Were you always interested in aviation?
How did you become a test pilot?
I was in the Norwegian air force for 14 years flying transport aircraft. In my free time I started to study electronics. I saw an internal advert for test pilots and applied. I was selected and went to the International Test Pilots' School, which was based at Cranfield, and spent 11 months on the course.
I became a test pilot for the air force until 1997, and flew for Braathens for more than three years before I felt the urge to use my test pilot experience.
I had completed an engineering diploma and joined Dornier and was involved on the 728 regional jet. This has to be one of my highlights. It was very interesting and I had an influence on helping to shape the product, but Dornier went bankrupt a year and a half later.
I went freelance in 2003 as a test pilot instructor, a test pilot, a simulator instructor and did some corporate flying. By the end of 2004 I was working for Grob on a freelance basis. I went full time here in April last year.
What do you love about your job?
It is interesting work, especially with the variety. It's great to participate in an interesting project and do something new, that's the main reason. But of course I have nice colleagues too.
How involved do you get with the project?

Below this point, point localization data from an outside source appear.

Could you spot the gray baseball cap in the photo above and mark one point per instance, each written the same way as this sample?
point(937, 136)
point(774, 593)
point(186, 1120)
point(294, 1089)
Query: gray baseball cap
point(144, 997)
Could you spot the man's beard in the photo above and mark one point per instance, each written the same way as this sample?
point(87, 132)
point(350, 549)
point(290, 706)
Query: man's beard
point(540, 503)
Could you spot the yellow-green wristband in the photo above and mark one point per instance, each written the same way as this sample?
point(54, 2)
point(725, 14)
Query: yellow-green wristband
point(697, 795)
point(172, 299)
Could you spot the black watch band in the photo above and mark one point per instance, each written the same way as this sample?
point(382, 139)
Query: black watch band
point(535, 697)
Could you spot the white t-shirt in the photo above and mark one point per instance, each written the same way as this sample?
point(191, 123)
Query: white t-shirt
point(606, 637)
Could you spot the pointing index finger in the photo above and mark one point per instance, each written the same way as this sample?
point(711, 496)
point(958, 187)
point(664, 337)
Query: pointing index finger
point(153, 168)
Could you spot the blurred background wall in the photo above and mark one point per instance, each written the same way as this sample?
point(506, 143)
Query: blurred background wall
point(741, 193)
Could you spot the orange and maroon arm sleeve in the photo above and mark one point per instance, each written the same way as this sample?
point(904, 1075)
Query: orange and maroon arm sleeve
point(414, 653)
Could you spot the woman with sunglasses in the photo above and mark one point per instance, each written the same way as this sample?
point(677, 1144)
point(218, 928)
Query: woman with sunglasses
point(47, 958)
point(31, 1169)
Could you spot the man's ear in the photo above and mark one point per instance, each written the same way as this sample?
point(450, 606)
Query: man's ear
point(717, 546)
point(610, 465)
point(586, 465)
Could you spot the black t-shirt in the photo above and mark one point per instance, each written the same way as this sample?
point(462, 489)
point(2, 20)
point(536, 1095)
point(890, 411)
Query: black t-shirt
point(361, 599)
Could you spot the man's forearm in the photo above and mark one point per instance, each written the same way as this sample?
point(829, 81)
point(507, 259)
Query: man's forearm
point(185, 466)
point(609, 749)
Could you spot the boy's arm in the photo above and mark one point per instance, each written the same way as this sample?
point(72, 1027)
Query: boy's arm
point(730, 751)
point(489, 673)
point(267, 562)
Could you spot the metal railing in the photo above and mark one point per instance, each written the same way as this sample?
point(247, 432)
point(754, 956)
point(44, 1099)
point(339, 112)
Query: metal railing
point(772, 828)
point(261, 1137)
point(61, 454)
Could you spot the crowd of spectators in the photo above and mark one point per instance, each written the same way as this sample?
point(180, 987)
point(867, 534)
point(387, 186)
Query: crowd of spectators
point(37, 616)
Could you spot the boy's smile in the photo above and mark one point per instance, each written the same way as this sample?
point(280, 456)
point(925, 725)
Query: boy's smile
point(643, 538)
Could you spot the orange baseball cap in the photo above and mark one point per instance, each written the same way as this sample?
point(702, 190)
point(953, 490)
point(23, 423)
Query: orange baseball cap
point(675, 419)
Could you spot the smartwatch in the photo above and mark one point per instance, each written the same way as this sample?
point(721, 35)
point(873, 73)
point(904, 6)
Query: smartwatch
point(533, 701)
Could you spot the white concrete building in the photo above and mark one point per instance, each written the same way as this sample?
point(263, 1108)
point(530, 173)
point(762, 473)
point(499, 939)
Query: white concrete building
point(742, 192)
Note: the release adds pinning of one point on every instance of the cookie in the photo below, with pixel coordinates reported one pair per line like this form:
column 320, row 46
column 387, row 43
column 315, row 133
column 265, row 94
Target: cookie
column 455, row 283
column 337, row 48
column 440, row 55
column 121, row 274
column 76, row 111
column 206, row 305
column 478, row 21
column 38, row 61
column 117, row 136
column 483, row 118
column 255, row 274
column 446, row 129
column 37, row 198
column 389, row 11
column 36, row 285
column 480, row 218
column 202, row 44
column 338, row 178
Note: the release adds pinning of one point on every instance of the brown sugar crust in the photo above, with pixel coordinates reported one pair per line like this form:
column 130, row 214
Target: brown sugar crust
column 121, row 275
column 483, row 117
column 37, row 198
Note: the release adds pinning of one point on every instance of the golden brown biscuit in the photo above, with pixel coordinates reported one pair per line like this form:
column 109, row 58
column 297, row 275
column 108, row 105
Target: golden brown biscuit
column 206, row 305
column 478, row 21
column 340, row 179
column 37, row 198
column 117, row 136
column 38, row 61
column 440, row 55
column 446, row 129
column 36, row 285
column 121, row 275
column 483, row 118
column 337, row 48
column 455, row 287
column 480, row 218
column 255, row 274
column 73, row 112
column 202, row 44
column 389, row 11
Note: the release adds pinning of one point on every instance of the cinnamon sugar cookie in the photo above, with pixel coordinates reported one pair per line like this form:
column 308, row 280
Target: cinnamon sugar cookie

I have flown over 200h on the SPn and the programme total is close to 500h. As a test pilot I am involved in the final production phase as well as the development phases. We find things that we don't like or don't think are certifiable and help propose changes to the engineering team. If the engineers agree, the changes are made and then we test them again. Once we get to the certification phase we are then flying the aircraft according to the certification requirements and proving that the aircraft is capable of performing against the Part 23 Commuter rules.
How different is it flying an experimental aircraft?
It is very different. Initially there will be corners of the flight envelope that haven't been explored. We have to know the exact status of the aircraft. And there are legal issues - what we are allowed to do with the aircraft based on its permit to fly. Then there are the technical systems - some will be fully operational, others may have certain limitations. You have to know which systems you can operate in flight, and how fast and how high.
The public impression of test pilots is very wrong. We are test pilots, not stunt pilots. The tests we are doing are done in a very strict fashion. There is not a lot of room for creativity in the air, but on the ground we have to help solve problems and find the solutions. We don't change the plan in the air. We're not cowboys and risk seekers! We're the opposite we try to reduce the risks as much as possible.
If I take a holiday for a week I have to spend time catching up with the engineers since my last flight, so that I know what has been changed. Otherwise I risk a big surprise in the air. Its dynamic nature is the big difference between a certificated aircraft and a developmental aircraft. Our aircraft is changing by the day.
How do you become a test pilot for business jets?
You can start as a corporate pilot or training captain for a manufacturer, and if they like you and you have a technical background they may offer you the upgrade. A degree in aeronautical engineering helps.
Grob is looking for test pilots, people with 3,000h-plus experience of twin business jets and some test pilot experience.
The most common way to become a test pilot is to join the military and apply through their schemes.